You score the output. You capture the path. The path is what makes the score actionable instead of just alarming. One without the other is half a workflow.

What an operational eval actually looks like

Let's make it concrete. AgentLens gives you a structured trace per run; agent-eval lets you assert against it. Here's the shape:

import { defineEval, runEval } from "agent-eval";
import { getTrace } from "agentlens";

// A "case" is one task we want the agent to handle.
const eval = defineEval({
 name: "refund-lookup",
 cases: [
 { input: "Where is my refund for order 88231?", expectResolved: true },
 ],

 // Correctness — necessary, but not the whole story.
 scorers: [
 async ({ output, expected }) => ({
 name: "resolves_refund",
 pass: output.includes("refund") && expected.expectResolved,
 }),

 // Operational scorers, pulled straight from the captured trace.
 async ({ runId }) => {
 const trace = await getTrace(runId);

 const totalTokens = trace.steps.reduce((n, s) => n + s.tokens, 0);
 const toolCalls = trace.steps.filter(s => s.type === "tool").length;
 const latencyMs = trace.endedAt - trace.startedAt;

 return [
 { name: "token_budget", pass: totalTokens <= 6000, value: totalTokens },
 { name: "tool_calls", pass: toolCalls <= 4, value: toolCalls },
 { name: "latency_p95", pass: latencyMs <= 8000, value: latencyMs },
 ];
 },
 ],
});

const report = await runEval(eval);
if (!report.passed) {
 // Same gate as a failing correctness test. No special-casing.
 process.exit(1);
}

Three things make this work, and they are all opinions I will defend.

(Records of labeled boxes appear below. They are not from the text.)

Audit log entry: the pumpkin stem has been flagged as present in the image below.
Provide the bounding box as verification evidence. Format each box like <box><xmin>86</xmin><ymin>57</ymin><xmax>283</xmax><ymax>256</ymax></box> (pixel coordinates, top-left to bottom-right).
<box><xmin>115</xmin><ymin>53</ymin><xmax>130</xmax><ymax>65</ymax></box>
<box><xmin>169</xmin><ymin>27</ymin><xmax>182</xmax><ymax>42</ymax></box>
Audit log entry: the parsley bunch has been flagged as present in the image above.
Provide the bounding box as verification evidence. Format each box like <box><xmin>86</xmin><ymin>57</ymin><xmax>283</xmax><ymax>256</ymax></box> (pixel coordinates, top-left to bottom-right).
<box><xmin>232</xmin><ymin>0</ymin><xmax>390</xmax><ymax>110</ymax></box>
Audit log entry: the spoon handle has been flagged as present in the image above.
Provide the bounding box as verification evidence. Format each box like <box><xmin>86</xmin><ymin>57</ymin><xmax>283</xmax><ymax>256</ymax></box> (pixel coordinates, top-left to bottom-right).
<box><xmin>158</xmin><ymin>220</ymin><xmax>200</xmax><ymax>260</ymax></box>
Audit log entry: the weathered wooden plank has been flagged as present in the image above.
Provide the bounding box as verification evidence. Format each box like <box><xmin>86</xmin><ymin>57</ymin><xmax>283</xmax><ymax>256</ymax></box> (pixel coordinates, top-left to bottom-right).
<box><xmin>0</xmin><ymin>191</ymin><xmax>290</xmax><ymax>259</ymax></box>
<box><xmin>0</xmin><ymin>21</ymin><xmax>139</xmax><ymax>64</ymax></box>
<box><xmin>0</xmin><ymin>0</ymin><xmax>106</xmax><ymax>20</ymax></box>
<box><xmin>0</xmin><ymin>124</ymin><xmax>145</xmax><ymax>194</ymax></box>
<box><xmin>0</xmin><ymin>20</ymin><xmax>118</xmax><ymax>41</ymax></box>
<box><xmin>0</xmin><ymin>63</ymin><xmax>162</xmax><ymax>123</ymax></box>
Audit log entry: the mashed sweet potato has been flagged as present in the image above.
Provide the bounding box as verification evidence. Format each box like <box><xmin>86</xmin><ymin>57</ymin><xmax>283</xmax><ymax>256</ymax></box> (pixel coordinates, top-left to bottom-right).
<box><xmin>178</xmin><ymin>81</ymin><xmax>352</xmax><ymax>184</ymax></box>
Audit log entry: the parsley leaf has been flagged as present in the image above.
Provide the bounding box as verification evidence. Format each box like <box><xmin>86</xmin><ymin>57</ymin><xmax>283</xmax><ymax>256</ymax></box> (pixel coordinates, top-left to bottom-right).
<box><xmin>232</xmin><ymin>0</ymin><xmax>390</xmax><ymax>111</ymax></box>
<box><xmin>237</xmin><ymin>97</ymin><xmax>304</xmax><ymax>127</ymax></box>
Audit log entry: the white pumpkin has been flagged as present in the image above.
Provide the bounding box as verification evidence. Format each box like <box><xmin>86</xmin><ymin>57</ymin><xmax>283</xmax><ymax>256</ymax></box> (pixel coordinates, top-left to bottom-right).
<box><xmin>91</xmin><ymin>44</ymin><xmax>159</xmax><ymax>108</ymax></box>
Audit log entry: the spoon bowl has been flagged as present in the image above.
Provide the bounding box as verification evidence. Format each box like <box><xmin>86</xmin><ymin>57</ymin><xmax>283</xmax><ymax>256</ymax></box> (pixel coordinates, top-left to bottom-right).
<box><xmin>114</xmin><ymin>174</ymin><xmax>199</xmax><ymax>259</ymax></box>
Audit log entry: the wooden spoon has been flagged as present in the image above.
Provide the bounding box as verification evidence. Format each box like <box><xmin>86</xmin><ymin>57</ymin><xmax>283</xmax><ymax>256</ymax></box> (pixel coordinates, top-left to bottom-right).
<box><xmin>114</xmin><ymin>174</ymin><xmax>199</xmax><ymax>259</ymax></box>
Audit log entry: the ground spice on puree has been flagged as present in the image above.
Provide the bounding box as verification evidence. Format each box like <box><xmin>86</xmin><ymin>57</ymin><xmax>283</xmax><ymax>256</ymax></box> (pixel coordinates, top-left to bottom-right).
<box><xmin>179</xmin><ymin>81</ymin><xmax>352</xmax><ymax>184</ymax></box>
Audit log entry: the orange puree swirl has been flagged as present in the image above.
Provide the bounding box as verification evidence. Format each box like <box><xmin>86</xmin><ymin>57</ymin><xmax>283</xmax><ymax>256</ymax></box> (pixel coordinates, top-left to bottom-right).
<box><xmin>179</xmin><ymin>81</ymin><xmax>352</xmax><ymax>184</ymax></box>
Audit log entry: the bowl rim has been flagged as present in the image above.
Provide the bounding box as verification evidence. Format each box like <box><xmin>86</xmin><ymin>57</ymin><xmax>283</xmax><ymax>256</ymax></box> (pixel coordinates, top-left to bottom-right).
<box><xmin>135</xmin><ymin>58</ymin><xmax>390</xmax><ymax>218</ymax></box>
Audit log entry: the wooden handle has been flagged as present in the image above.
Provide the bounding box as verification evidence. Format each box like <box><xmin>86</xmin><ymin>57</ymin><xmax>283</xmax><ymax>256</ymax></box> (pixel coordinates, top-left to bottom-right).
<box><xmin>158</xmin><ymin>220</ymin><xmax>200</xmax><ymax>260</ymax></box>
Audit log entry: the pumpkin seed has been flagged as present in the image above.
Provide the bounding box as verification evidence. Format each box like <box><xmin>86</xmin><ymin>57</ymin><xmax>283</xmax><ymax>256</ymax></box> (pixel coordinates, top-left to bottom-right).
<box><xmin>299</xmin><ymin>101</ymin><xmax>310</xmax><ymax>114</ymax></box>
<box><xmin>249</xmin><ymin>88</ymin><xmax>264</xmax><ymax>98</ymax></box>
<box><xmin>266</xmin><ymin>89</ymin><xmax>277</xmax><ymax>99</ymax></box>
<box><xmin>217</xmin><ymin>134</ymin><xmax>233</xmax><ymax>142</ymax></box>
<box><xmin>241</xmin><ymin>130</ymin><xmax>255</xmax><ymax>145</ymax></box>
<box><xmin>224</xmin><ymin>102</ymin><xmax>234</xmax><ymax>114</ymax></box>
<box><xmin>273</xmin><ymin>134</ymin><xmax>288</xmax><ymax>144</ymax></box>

1. The budgets live next to the correctness assertions. Not in a Grafana panel someone glances at on Fridays. In the same file, enforced by the same process.exit(1). A 5x token regression should fail the build with the same authority as a wrong answer, because operationally it is just as much a defect.

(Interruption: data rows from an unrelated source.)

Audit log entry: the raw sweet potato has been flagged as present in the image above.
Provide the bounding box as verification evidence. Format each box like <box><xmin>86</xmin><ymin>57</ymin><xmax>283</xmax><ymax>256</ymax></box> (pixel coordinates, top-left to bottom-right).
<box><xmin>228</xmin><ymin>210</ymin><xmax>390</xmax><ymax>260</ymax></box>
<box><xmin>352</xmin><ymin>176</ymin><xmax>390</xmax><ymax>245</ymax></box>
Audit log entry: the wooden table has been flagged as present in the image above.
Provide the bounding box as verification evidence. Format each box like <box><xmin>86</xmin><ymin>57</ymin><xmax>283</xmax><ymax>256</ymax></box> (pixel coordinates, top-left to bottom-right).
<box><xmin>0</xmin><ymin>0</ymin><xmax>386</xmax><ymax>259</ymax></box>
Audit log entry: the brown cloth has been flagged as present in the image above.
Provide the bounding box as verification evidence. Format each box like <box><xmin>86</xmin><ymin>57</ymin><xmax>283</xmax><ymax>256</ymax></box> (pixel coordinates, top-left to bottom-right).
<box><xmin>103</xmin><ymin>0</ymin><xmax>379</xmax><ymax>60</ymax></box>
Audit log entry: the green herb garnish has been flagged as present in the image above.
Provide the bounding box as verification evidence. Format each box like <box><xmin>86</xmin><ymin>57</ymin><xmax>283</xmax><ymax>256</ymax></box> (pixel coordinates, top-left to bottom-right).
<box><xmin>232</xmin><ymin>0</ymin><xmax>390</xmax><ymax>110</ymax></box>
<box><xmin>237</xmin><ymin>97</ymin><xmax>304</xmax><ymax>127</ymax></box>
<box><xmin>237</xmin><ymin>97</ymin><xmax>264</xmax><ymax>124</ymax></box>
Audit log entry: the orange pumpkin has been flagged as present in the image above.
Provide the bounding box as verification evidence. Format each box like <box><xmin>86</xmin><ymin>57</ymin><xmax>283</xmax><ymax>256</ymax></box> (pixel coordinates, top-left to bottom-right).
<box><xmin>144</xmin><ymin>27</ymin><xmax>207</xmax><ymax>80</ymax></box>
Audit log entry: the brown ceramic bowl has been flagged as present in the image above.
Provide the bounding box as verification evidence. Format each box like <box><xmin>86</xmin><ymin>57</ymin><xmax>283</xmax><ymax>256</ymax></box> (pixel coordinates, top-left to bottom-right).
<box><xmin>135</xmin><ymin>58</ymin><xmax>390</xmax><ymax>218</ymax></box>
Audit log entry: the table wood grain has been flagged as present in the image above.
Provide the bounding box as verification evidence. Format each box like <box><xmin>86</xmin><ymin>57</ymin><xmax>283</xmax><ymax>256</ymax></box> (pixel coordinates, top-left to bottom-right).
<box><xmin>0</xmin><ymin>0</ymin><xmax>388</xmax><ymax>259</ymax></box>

2. The numbers come from the trace, not from re-instrumentation. You are not sprinkling console.time through your agent. AgentLens already recorded every step's tokens and timing as a side effect of running. agent-eval just reads it back. If your operational metrics require a separate instrumentation pass, you will skip it, and you know you will.

3. You assert on value, not just pass. Store the number. Because the day a budget fails, your very next question is "by how much, and since when?" — and that is a trend, not a boolean.

Catching the slow bleed

The dangerous regressions are rarely a cliff. They are a slow bleed: 4,100 tokens, then 4,400, then 4,900, each one under budget, until one day it isn't and you have no idea which of the last forty PRs did it.

Because agent-eval persists the trace-derived values per run, you diff them:

import { compareRuns } from "agent-eval";

const diff = await compareRuns({ base: "main", head: "PR-512" });

for (const m of diff.metrics) {
 if (m.delta > m.value * 0.15) {
 console.warn(
 `⚠ ${m.case}/${m.name}: ${m.baseValue}${m.headValue} ` +
 `(+${Math.round((m.delta / m.baseValue) * 100)}%) — see trace ${m.headRunId}`
 );
 }
}

A 15% jump in tokens on a PR is a conversation, even if every absolute budget still passes. And because the warning carries the AgentLens headRunId, the reviewer is one click from the exact step that moved. The eval says that it regressed; the trace says why. You don't argue about it in the PR thread — you open the trace.

The uncomfortable part

Adopting this means admitting your agent has a cost and latency profile that is a product surface, not an implementation detail. The "just add another tool call to be safe" reflex is exactly how a $400/day agent becomes a $4,000/day agent, one defensible little change at a time. None of those changes is wrong in isolation. Their sum is the incident.

So put a number on it. Score the output with agent-eval, capture the path with AgentLens, and let the two together fail your build when the agent gets correct but expensive. Correctness keeps you honest with your users. Operational evals keep you honest with everyone who has to run the thing in production — which, eventually, is you.

The agent that passes every correctness eval and still bankrupts the feature is not a hypothetical. It is the default outcome of measuring only the half of the system that is easy to measure.